Le 18 septembre 1934, Efraín Aguilar Fuentes, Juventino Sánchez, Humberto Molina Santiago, Rafael Estrada Guilles et le colonel Luis Ortiz Guzmán ont été torturés et exécutés à l’intérieur du pénitencier national du Guatemala,  accusés d’avoir planifié un complot visant à renverser le président Ubico.

Dans son livre The Paradox Garden , écrit en 1935, l’écrivain guatémaltèque Efraín De los Rios accuse le chef de la police, le général Roderico Anzueto Valencia, d’avoir inventé le complot visant à se débarrasser des  conspirateurs accusés.
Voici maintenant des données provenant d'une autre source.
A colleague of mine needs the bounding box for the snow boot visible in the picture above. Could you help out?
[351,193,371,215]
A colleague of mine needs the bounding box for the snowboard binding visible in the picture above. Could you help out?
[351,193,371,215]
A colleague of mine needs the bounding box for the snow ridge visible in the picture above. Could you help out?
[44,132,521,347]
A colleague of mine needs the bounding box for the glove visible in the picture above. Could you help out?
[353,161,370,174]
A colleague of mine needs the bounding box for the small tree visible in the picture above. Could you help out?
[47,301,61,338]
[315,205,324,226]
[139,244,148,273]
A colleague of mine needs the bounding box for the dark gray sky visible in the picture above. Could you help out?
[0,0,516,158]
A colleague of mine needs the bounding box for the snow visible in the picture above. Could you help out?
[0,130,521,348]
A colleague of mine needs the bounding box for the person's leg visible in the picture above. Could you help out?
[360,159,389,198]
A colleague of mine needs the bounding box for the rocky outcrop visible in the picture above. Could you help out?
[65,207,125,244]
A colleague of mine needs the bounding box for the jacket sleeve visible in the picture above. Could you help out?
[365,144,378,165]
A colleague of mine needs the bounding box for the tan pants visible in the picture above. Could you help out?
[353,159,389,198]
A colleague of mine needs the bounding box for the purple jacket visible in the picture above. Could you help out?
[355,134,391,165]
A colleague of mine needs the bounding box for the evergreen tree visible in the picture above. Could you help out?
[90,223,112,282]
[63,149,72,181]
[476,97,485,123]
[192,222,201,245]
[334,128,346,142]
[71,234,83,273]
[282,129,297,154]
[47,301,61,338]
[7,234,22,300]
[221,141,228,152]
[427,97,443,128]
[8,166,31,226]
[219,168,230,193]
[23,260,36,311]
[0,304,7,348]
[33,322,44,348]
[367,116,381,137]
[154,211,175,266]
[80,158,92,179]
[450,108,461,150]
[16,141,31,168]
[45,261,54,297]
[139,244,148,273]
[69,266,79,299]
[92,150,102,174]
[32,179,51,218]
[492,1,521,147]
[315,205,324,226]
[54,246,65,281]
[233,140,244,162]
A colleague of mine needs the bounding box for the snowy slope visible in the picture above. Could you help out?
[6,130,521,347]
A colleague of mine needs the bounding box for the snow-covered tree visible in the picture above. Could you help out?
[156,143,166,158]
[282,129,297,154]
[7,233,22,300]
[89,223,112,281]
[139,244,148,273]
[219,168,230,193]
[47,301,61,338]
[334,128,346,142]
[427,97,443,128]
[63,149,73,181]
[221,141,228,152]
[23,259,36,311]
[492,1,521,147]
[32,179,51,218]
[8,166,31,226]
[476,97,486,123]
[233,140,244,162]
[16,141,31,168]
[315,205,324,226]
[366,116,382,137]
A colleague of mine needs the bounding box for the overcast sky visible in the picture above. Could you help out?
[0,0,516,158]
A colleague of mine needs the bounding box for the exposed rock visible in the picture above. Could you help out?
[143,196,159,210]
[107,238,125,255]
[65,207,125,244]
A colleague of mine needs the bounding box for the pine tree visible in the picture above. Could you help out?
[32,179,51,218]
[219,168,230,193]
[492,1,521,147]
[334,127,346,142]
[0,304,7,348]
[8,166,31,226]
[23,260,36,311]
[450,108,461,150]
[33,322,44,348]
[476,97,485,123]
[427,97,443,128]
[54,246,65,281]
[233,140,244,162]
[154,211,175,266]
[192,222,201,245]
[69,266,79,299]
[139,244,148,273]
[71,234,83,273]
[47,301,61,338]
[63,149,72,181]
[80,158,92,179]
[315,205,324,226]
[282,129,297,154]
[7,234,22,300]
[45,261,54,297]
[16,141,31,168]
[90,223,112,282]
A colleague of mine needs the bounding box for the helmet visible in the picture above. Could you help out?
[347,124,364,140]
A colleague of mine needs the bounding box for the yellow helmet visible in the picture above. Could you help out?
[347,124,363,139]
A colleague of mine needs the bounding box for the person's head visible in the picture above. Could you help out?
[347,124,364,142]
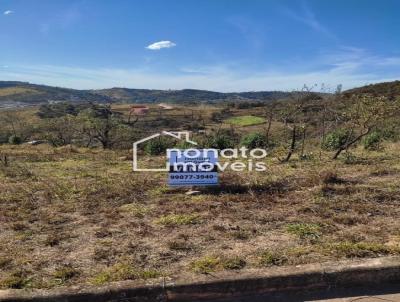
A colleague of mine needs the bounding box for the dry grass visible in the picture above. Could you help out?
[0,145,400,288]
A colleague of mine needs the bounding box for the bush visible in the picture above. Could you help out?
[240,133,268,149]
[362,131,382,150]
[204,134,235,150]
[8,134,22,145]
[144,138,171,155]
[322,129,350,151]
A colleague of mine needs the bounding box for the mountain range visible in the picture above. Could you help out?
[0,81,400,107]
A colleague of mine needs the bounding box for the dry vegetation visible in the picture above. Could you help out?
[0,144,400,288]
[0,93,400,288]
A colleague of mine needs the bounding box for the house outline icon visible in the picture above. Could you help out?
[132,131,197,172]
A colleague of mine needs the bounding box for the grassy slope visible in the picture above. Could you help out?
[225,115,265,126]
[0,144,400,288]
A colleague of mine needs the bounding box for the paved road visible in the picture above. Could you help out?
[311,293,400,302]
[208,284,400,302]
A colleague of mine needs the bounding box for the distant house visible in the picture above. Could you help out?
[158,103,174,110]
[131,105,149,115]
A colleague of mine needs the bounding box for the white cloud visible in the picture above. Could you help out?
[0,47,400,92]
[282,2,337,39]
[146,41,176,50]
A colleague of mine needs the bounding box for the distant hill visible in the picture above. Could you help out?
[0,81,291,107]
[0,81,112,107]
[96,88,290,103]
[343,81,400,98]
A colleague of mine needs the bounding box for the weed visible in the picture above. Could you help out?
[53,265,79,283]
[327,241,400,258]
[191,256,220,274]
[286,223,321,241]
[259,251,288,266]
[156,214,201,226]
[119,203,149,218]
[0,271,31,289]
[222,257,246,270]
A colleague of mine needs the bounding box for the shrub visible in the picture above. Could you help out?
[191,256,220,274]
[286,223,321,240]
[204,134,235,150]
[241,133,268,149]
[259,251,288,266]
[322,129,350,151]
[222,257,246,270]
[156,214,201,226]
[144,138,171,155]
[8,134,22,145]
[54,265,79,282]
[362,131,382,150]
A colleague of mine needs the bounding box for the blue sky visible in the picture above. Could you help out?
[0,0,400,91]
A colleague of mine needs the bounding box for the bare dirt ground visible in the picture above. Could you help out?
[0,144,400,288]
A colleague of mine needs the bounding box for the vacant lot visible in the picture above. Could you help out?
[225,115,265,126]
[0,144,400,288]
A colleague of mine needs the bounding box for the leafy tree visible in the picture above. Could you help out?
[8,134,22,145]
[79,105,123,149]
[333,94,400,159]
[44,115,79,147]
[241,133,268,149]
[322,129,349,151]
[362,131,382,150]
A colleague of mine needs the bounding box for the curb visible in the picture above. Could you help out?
[0,257,400,302]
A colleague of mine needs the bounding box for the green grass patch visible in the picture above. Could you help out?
[191,256,221,274]
[91,262,162,285]
[225,115,265,126]
[156,214,201,226]
[259,251,288,266]
[286,223,321,240]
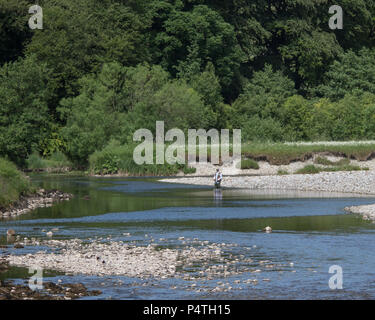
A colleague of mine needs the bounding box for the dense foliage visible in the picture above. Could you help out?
[0,158,35,209]
[0,0,375,170]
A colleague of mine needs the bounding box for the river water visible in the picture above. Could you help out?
[0,175,375,299]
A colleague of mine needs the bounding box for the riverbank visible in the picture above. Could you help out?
[159,171,375,195]
[345,204,375,221]
[0,189,73,219]
[159,170,375,220]
[0,257,101,300]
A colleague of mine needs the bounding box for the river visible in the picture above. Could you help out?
[0,175,375,299]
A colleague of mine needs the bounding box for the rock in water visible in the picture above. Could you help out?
[7,229,16,237]
[263,226,272,233]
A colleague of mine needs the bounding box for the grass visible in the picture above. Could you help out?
[295,164,369,174]
[0,158,35,209]
[240,159,259,170]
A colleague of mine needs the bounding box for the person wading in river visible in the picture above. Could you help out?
[214,169,223,188]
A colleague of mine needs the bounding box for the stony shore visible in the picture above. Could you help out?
[0,189,73,219]
[0,257,101,300]
[160,171,375,195]
[345,204,375,221]
[160,170,375,220]
[5,237,282,291]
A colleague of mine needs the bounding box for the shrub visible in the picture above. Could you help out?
[240,159,259,170]
[0,158,34,208]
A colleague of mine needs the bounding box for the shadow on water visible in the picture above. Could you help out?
[0,175,375,299]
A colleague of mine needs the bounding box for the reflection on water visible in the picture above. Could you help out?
[0,175,375,299]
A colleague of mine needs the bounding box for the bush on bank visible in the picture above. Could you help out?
[0,158,35,209]
[89,141,195,176]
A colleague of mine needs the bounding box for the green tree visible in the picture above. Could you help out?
[0,56,52,164]
[312,48,375,100]
[155,5,244,99]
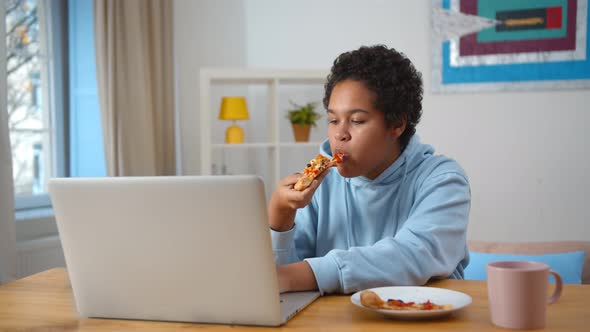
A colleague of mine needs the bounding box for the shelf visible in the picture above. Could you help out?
[199,67,329,194]
[211,142,322,149]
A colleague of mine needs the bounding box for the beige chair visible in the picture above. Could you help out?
[467,241,590,284]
Selon De los Ríos, voici ce qui s’est réellement passé.

Début septembre 1934, lorsqu’Ubico annonça un référendum populaire pour déterminer s’il devait prolonger son mandat présidentiel de six ans supplémentaires, l’avocat Efraín Aguilar Fuentes, directeur du registre de la propriété, refusa sévèrement d’être en faveur du président. Quand Ubico l’a convoqué au bureau présidentiel pour le châtier, Fuentes a froidement répondu qu’il savait que le chef de la police Anzueto Valencia avait détourné jusqu’à vingt-huit propriétés et que, par conséquent, lui, Aguilar, n’allait pas soutenir le président. Mais il ne savait pas qu’Anzueto n’était que le leader et que le véritable propriétaire était Ubico lui-même.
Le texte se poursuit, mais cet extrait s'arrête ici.